“FaceNet: A Unified Embedding for Face Recognition and Clustering,” by Florian Schroff, Dmitry Kalenichenko, and James Philbin of Google, was published in 2015. Where DeepFace had treated face verification as a classification problem, FaceNet reframed it as learning a geometry: it trained a network to map each face directly into a compact space where distance means similarity.
The central mechanism is the triplet loss. Training operates on triplets of faces - an anchor image, another image of the same person (positive), and an image of a different person (negative). The loss pushes the anchor closer to the positive and farther from the negative, so that, after training, two photos of the same person land near each other and photos of different people land far apart. The authors paired this with an online “triplet mining” method that selects the hard, informative triplets during training. The result is a 128-number embedding for any face.

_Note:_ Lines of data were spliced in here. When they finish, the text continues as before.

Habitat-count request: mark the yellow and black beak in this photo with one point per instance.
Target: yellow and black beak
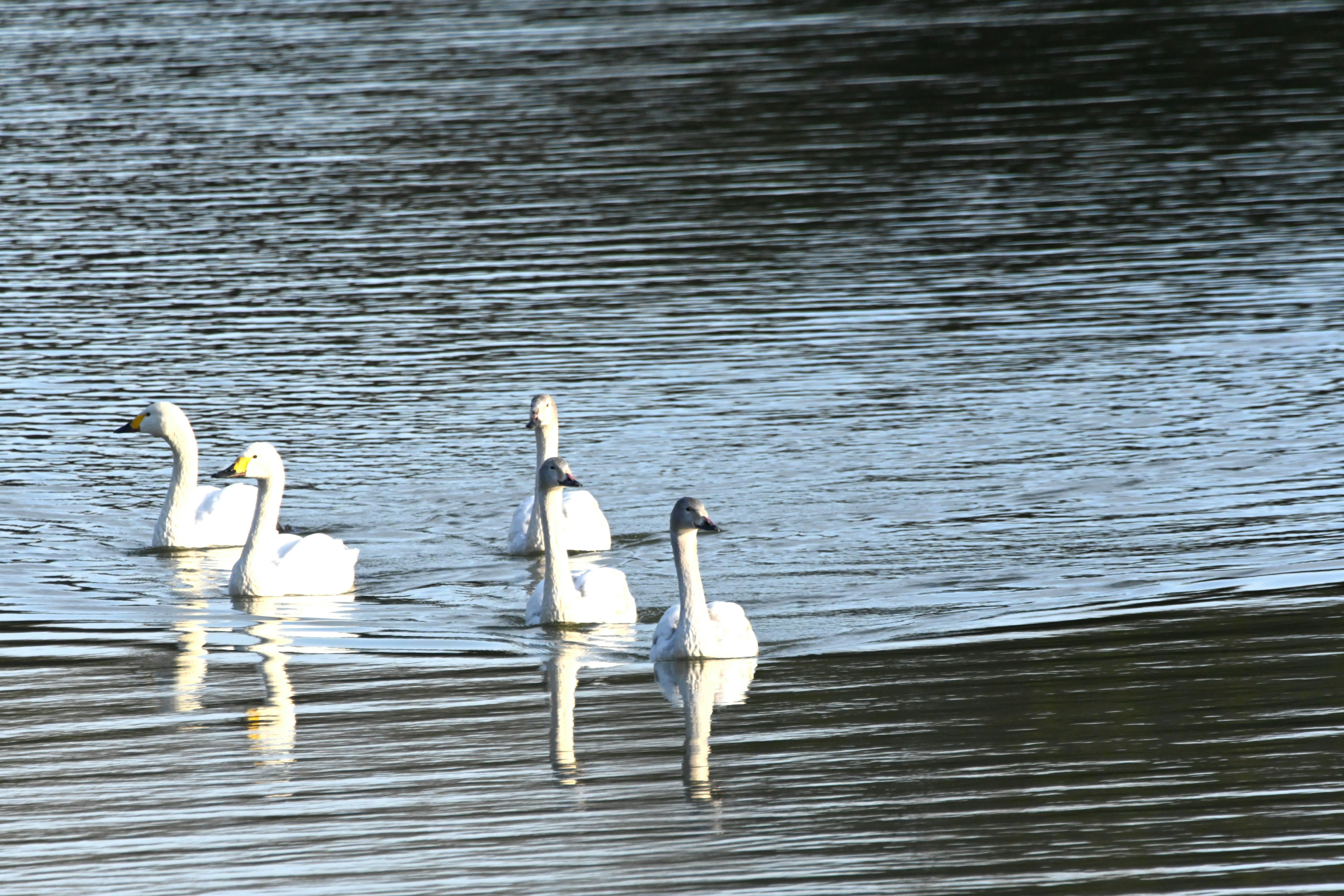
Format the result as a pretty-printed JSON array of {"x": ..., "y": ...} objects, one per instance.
[
  {"x": 234, "y": 471},
  {"x": 134, "y": 426}
]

That design is powerful because the embedding is general-purpose. The same 128-dimensional vectors support verification (are these the same person?), recognition (who is this?), and clustering (group these unlabeled photos by identity) using ordinary distance calculations, with no need to retrain for each task. On the Labeled Faces in the Wild benchmark FaceNet reached 99.63% accuracy, and on the YouTube Faces database 95.12%, setting records on both.
FaceNet’s learned-embedding approach became the dominant template for modern face recognition and, more broadly, helped popularize the idea of training networks to produce useful embeddings - a pattern now central to search, recommendation, and retrieval systems far beyond faces.